Given $f(x,y,z)=x^{2}-2y^{2}+2z^{2}-8=0$  with point $P(a,b,c)$ .

$\implies a^{2}-2b^{2}+2c^{2}-8=0$

Now $(f_{x},f_{y},f_{z})=(2x,-4y,4z)$ and so at point P it is: $(2a,-4b,4c)$ .

So, Equation of the tangent plane is $2a(x-a)-4b(y-b)+4c(z-c)=0$

$\implies ax−2by+2cz=8$

The system $2x+3y+2z = 8, x-y+2z=5$  is a line, we choose points on the line.

The points (3,0,1) and $(-1,1,\frac{7}{2})$  of the given line must lie in this tangent plane,

then we have $c=\frac{8-3a}{2}$​ and $b=\frac{40-23a}{4}$ .

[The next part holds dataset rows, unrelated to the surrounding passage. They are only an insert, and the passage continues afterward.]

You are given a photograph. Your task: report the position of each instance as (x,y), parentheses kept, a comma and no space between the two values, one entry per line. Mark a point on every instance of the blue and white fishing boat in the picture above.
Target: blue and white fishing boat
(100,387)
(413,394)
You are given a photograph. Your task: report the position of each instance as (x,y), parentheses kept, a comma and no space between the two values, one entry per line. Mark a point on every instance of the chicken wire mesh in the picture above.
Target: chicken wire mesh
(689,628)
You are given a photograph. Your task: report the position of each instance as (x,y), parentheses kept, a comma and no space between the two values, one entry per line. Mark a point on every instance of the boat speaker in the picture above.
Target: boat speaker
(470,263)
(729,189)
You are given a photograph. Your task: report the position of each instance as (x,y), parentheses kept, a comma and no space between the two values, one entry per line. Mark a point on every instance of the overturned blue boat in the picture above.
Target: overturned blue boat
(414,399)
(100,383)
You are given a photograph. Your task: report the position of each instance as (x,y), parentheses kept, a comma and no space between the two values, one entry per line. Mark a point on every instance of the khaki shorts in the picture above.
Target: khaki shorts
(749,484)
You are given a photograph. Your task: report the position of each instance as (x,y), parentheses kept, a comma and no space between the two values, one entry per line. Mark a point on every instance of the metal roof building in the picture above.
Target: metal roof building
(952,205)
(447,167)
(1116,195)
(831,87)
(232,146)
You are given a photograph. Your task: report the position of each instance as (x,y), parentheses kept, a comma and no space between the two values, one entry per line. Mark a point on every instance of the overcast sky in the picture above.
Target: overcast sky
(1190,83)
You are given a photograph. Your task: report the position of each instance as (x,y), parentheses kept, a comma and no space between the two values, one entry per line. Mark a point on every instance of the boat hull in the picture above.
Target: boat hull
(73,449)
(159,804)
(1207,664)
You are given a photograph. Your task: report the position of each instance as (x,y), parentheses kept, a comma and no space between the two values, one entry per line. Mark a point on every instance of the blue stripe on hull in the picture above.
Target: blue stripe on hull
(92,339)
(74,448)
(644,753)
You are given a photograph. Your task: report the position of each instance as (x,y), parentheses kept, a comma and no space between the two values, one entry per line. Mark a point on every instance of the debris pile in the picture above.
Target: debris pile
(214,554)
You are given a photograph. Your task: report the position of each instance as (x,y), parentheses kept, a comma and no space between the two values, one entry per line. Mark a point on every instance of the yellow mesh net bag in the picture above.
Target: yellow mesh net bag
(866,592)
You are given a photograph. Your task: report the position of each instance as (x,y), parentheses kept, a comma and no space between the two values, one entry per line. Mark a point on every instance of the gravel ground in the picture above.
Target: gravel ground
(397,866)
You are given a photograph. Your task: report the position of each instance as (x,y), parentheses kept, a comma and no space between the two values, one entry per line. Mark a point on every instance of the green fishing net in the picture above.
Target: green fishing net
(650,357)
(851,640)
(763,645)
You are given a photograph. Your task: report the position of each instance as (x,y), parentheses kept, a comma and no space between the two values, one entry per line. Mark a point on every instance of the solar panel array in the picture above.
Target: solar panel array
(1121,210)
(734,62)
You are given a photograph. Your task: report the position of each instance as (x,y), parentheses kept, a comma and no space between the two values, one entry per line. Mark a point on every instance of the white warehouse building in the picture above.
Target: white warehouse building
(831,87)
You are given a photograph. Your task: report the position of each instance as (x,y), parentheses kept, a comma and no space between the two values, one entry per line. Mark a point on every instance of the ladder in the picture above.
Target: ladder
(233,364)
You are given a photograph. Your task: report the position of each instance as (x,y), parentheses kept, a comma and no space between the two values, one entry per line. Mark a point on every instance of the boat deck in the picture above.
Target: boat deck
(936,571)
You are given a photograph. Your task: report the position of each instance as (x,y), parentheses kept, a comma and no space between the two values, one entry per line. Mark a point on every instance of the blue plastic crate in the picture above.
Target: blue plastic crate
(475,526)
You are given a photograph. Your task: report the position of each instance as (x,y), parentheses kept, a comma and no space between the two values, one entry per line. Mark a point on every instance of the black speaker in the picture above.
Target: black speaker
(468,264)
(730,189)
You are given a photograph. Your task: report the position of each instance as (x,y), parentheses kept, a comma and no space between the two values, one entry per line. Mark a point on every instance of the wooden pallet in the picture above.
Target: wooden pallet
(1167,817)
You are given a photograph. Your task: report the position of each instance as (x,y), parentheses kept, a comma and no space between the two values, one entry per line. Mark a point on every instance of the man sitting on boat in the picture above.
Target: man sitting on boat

Using the equation $a^{2}-2b^{2}+2c^{2}-8=0$

$\implies a^2-\frac{\left(40-23a\right)^2}{8}+\frac{\left(8-3a\right)^2}{2}-8\:=0$,

$\implies -485a^2+1648a-1408=0$

$\implies a=\frac{824}{485}-i\frac{8\sqrt{61}}{485},\:a=\frac{824}{485}+i\frac{8\sqrt{61}}{485}$

we do not find a real solution for a.

Answer: The tangent plane does not exist.